How can I filter the coordinates (lat, lon) in the data table?
TL; DR
This image of the left outer join displays exactly what I would like: deleting rows data.table
based on two columns lat, lon
that exactly match the lat, lon
columns of another data.table
.
Problem
Suppose I have the following data.table
"dt.master"
with over 1 million lines containing id
and coordinates of a specific location lat, lon
:
id lat lon
1 43.23 5.43
2 43.56 4.12
3 52.14 -9.85
4 43.56 4.12
5 43.83 9.43
... ... ...
What I would like to do is remove the lines that match a specific pair of coordinates.

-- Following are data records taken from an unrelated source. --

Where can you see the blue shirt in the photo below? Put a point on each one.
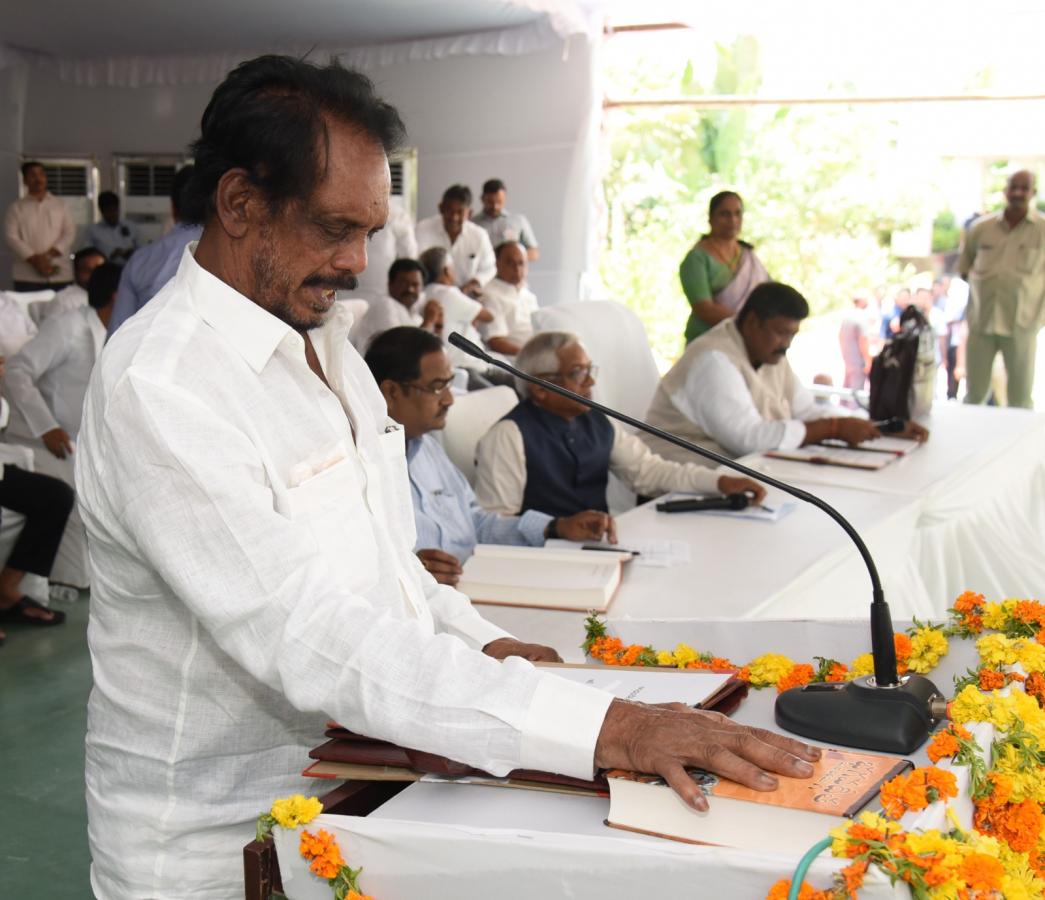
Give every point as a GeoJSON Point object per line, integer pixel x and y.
{"type": "Point", "coordinates": [148, 270]}
{"type": "Point", "coordinates": [447, 515]}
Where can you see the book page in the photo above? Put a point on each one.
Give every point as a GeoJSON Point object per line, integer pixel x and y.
{"type": "Point", "coordinates": [692, 687]}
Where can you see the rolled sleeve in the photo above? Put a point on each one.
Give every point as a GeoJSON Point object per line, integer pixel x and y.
{"type": "Point", "coordinates": [562, 727]}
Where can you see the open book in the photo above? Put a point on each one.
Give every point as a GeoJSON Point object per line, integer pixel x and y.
{"type": "Point", "coordinates": [789, 820]}
{"type": "Point", "coordinates": [845, 456]}
{"type": "Point", "coordinates": [577, 580]}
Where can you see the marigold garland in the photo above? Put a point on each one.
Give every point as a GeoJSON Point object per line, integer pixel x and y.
{"type": "Point", "coordinates": [1003, 856]}
{"type": "Point", "coordinates": [320, 850]}
{"type": "Point", "coordinates": [920, 650]}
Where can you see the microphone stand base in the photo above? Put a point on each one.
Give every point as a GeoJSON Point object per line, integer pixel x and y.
{"type": "Point", "coordinates": [860, 714]}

You might think that a pair of coordinates would be blacklisted (again a data.table
named a "dt.blacklist"
):
lat lon
43.56 4.12
11.14 -5.85
In this case, when applying the blacklist, the answer should be:
id lat lon
1 43.23 5.43
3 52.14 -9.85
5 43.83 9.43
... ... ...
Oddly enough, I cannot get it right.
What have I done so far
-
Using
merge
for example:dt.result <- merge(dt.master, dt.blacklist[, c("lat", "lon")], by.x=c("lat", "lon"), by.y=c("lat", "lon"))
But this gives lines that match and therefore are an inner join. I was thinking about deleting rows based on this result using
subset
:subset(dt.master, lat != dt.result$lat & lon != dt.result$lon)
But the problem is that it partially works, as this example only deletes one line, not two lines as we would like. Somehow he only deletes the first "hit".
-
Using a quick and dirty solution, concatenating
lat, lon
into a new named column"C"
in both data tables and then deleting it as such:dt.master[C != dt.blacklist$C]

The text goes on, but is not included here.